L’homme de 49 ans est l’une des trois victimes de Pierre-Raymond Perron qui ont fait lever l’ordonnance de non-publication sur leur identité pour briser les tabous et donner le courage à d’autres de dénoncer.
Perron, qui a enseigné la morale dans plusieurs écoles secondaires de la Rive-Sud de Montréal, a reconnu sa culpabilité en août 2021 pour des agressions commises sur quatre mineurs pendant environ 30 ans.
Le pédophile âgé de 78 ans purge une peine de 30 mois de prison pour ses abus sur des élèves, un voisin et son propre fils.
Steven Lefebvre, qui était son voisin, a commencé à consommer de la drogue à 11 ans « pour oublier » ce qu’il subissait. Sa dernière rechute a duré 16 mois, jusqu’à ce qu’il aille en thérapie fermée. Il confie « l’avoir eu dur », mais depuis sa dénonciation, il a retrouvé une certaine paix, entre autres grâce à son travail au Nunavut.
Mourir pour fuir l’école
Le parcours de Dominique Théberge, agressé pendant trois ans dans la classe même de Perron, a été ponctué par plusieurs dépressions et tentatives de suicide.
« À 16 ans, j’ai voulu m’enlever la vie. C’est le seul moyen que j’avais trouvé pour arrêter d’aller à l’école. J’ai fini mon année à l’hôpital », raconte l’homme de 38 ans, aujourd’hui propriétaire d’un restaurant.
À cause du nombre incalculable d’agressions que lui a fait subir son propre père, Marc-André Perron, 44 ans, est en thérapie depuis près de quatre ans.
« Et ce n’est pas terminé, mais je fais ce qu’il faut pour m’en sortir », dit-il.

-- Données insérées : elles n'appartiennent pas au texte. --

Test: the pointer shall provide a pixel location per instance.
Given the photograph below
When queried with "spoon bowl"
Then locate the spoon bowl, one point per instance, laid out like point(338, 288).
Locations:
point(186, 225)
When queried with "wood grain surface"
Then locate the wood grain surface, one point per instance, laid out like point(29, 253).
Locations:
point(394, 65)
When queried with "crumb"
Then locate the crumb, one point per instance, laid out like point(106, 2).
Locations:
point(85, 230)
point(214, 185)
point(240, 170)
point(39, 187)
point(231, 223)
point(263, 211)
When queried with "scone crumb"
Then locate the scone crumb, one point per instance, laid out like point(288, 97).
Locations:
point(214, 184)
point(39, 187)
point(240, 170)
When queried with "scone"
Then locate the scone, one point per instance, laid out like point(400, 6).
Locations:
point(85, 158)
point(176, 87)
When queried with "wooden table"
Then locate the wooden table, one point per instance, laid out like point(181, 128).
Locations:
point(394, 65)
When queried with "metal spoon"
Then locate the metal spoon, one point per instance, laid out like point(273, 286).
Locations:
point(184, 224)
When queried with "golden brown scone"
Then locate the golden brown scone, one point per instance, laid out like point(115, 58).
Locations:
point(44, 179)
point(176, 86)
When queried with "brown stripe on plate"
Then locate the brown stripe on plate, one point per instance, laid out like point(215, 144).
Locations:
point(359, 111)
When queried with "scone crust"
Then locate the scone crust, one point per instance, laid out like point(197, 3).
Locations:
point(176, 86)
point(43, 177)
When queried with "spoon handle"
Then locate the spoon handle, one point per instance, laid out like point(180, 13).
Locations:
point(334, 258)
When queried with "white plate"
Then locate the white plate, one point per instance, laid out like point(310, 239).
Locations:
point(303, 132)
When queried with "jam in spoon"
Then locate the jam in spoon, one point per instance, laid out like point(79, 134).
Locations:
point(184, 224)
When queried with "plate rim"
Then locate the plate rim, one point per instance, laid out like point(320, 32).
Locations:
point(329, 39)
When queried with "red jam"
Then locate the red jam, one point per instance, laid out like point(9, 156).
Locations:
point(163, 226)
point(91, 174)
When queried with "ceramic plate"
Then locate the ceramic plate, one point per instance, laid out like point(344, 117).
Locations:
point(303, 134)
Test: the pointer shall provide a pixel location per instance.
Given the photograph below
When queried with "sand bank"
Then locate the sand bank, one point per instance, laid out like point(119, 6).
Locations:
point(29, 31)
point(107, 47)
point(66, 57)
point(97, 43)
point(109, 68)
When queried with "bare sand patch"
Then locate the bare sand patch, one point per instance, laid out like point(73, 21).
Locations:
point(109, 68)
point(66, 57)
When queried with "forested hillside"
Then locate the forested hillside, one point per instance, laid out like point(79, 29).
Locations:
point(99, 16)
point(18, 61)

Celui qui est devenu entrepreneur avait aussi rapporté lors d’une audience à la cour avoir été « un junkie accro au crack ».
Perron a fait une quatrième victime de 12 ans, qu’il agressait dans la chambre noire de photographie de l’école De Bourgogne, à Chambly, et lors d’activités parascolaires.
Marc-André Perron explique qu’en plus d’être professeur, son père a toujours multiplié les implications dans les scouts, une équipe de hockey ou dans une bibliothèque pour être entouré de jeunes.
Un prof à l’écoute
« Il avait des ordinateurs dans sa classe qu’on pouvait utiliser sur l’heure du dîner. Il avait aussi mis un carton avec un dessin d’entonnoir sur sa porte pour indiquer qu’il était un prof prêt à écouter », se souvient Dominique Théberge, qui fréquentait une école à Saint-Hubert.
Même s’ils en ressortent fiers d’avoir dénoncé leur agresseur, ces trois hommes gardent une certaine amertume du système judiciaire, notamment en raison de la longueur du processus.
Ils réclament aussi des peines plus sévères envers les agresseurs d’enfants.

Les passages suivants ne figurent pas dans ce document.